Nel caso di specie, dovendo essere correttamente configurata la somma di danaro percepita dall'imputato come profitto del reato contestatogli, risulterebbe illegittima la confisca di beni non effettivamente percepiti dal soggetto attivo in corrispondenza alla sua condotta delittuosa, ma costituenti soltanto il valore corrispondente.
Inoltre il concetto di profitto ai fini del sequestro per equivalente sarebbe preso in considerazione soltanto dal comma II dell'articolo 322 ter c.p. ed esclusivamente con riferimento al reato di cui all'articolo 321 c.p..

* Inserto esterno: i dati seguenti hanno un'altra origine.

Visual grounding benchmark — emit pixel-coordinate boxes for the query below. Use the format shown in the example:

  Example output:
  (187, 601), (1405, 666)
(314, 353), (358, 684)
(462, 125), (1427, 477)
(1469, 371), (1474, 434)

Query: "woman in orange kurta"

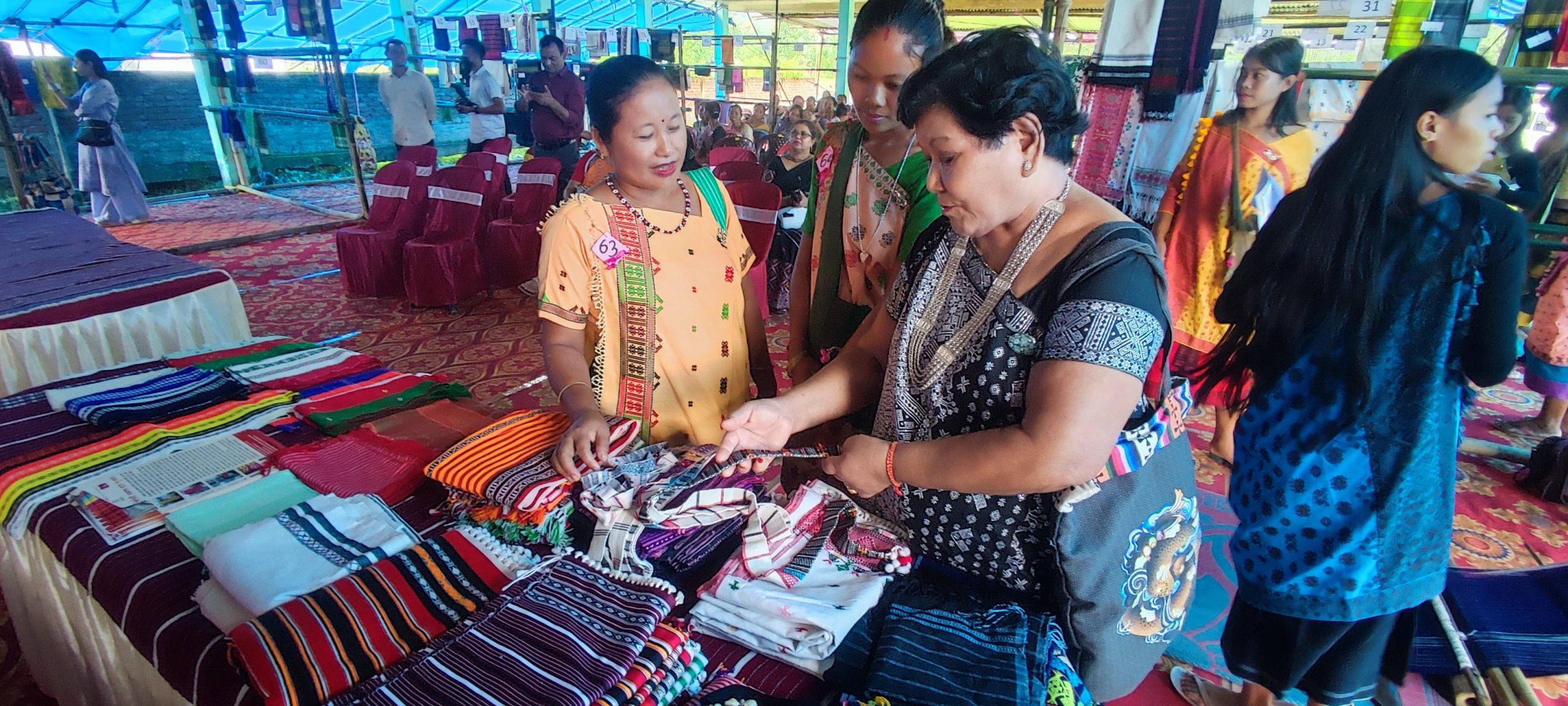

4) L'ordinanza di rimessione e la questione giuridica controversa.
Il ricorso veniva assegnato alla seconda Sezione penale che, con ordinanza del 23 maggio 2007, rimetteva la decisione alle Sezioni Unite Penali.
Il Collegio, dopo avere rilevato che il concetto di profitto era stato identificato dalla giurisprudenza nell'utile ottenuto in seguito alla commissione del reato e, come tale, differenziato dal prezzo del reato, che costituisce, invece, il compenso pattuito e conseguito da una persona determinata come corrispettivo dell'esecuzione dell'illecito (così SS.UU. pen. 3 luglio 1996 - depositata il 17 ottobre 1996, n. 9149, Chabni Samir, rv. 205707) e precisato che il profitto doveva identificarsi in un vantaggio di natura economica di diretta derivazione causale dall'attività del reo (vedi SS.UU. pen. 24 maggio 2004, depositata il 9 luglio 2004, n. 29951, Curatela fallimento in proc. Focarelli, rv. 228166 ), chiariva che nel caso di specie il sequestro non poteva inquadrarsi in una misura cautelare diretta, ma si doveva ritenere che il bene sequestrato costituisse il tantundem corrispondente al danaro versato, profitto del contestato delitto di concussione.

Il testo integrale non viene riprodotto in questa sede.